Spokesmen at RBS, UKFI and Lloyds declined to comment.
“The government would like to have something positive to show for putting taxpayer’s money in,” said James Ferguson, chief strategist at Westhouse Securities Ltd. in London. “But I don’t think the government will get their money back, personally, because RBS is still sitting on a lot of toxic assets.”
As part of his attempt to return the bank to private ownership, RBS CEO Stephen Hester, 51, has shrunk the company’s non-core division, the parts of the business designated for sale or winding down, by more than 60 percent to less than 100 billion pounds and cut about 35,000 jobs since he took over from Fred Goodwin in 2008. Hester said earlier this year his job is equivalent to defusing the “biggest time bomb in history.”
“Hester was dealt an awful hand of cards and he’s played it as well as he could do,” said Julian Chillingworth, who helps manage 16 billion pounds at London’s Rathbone Brothers Plc. “It’s going to be a long road to recovery.

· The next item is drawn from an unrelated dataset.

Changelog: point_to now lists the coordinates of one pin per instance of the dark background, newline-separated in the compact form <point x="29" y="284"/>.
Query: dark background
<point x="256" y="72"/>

It’s going to take five years plus to turn these banks around.”
Rathbone, which was founded in 1741, is underweight Lloyds and RBS shares.
Lloyds reduced its non-core assets by 53 billion pounds last year to about 141 billion pounds, closed overseas units to focus on the U.K. and announced about 43,000 job cuts. RBS is seen by investors as being ahead in the restructuring of its business as it started earlier, analysts say.
Still, neither bank has paid a dividend since 2008 and both posted wider-than-estimated full-year losses last year and downgraded their profitability targets on the anemic outlook for the U.K. economy, three years after the financial crisis.
Britain’s economy probably slipped back into recession in the first quarter, shrinking 0.4 percent following a 0.3 percent contraction in the last three months of 2011, the Organization for Economic Cooperation and Development said yesterday.
No dividends “restricts the potential investor base because you’re not opening the stock up to income funds, the majority of which would want to see some sort of yield,” said Gary Greenwood, an analyst at Shore Capital Group in Liverpool.
“You get paid almost 8 percent to own Vodafone or get 0 percent for these two with just the hope the share price goes up at some point,” said Black, who manages Legal & General’s U.K. Equity Income Fund. “That means you want to have a big discount on what you think the fair price is because you’re not getting any dividend to compensate you in the interim.”
Legal & General holds RBS and Lloyds stock through its index tracker funds.
Not all institutional investors are negative on the banks’ prospects. Trading at between 0.5 and 0.6 of their book value, or assets minus liabilities, the stocks present an “interesting” opportunity to Schroders Plc, the third-biggest investor in RBS and sixth largest in Lloyds, according to data compiled by Bloomberg.
“If you just look at the amount of progress they’ve made running down non-core assets that would lead you to believe we’re past the darkest days,” said Jessica Ground, a fund manager at Schroders who helps manage 17 billion pounds in U.K. equities. “The fact that the shares are trading at such a discount to book value makes them interesting to us.”
Others remain wary of what assets will remain on RBS and Lloyds’s balance sheets, whether they are priced correctly and how much the banks will able to sell them for now that they have made the easier disposals.
“It’s still impossible to know with any confidence what is really hidden in the balance sheets given their sheer scale,” said Edward Firth, a banking analyst at Macquarie Group Ltd. in London. “Everyone accepts that there are toxic assets in there, and nobody -- including the management -- really knows what they are worth. While the balance sheet is infected, it is a very brave individual that would bet the house.”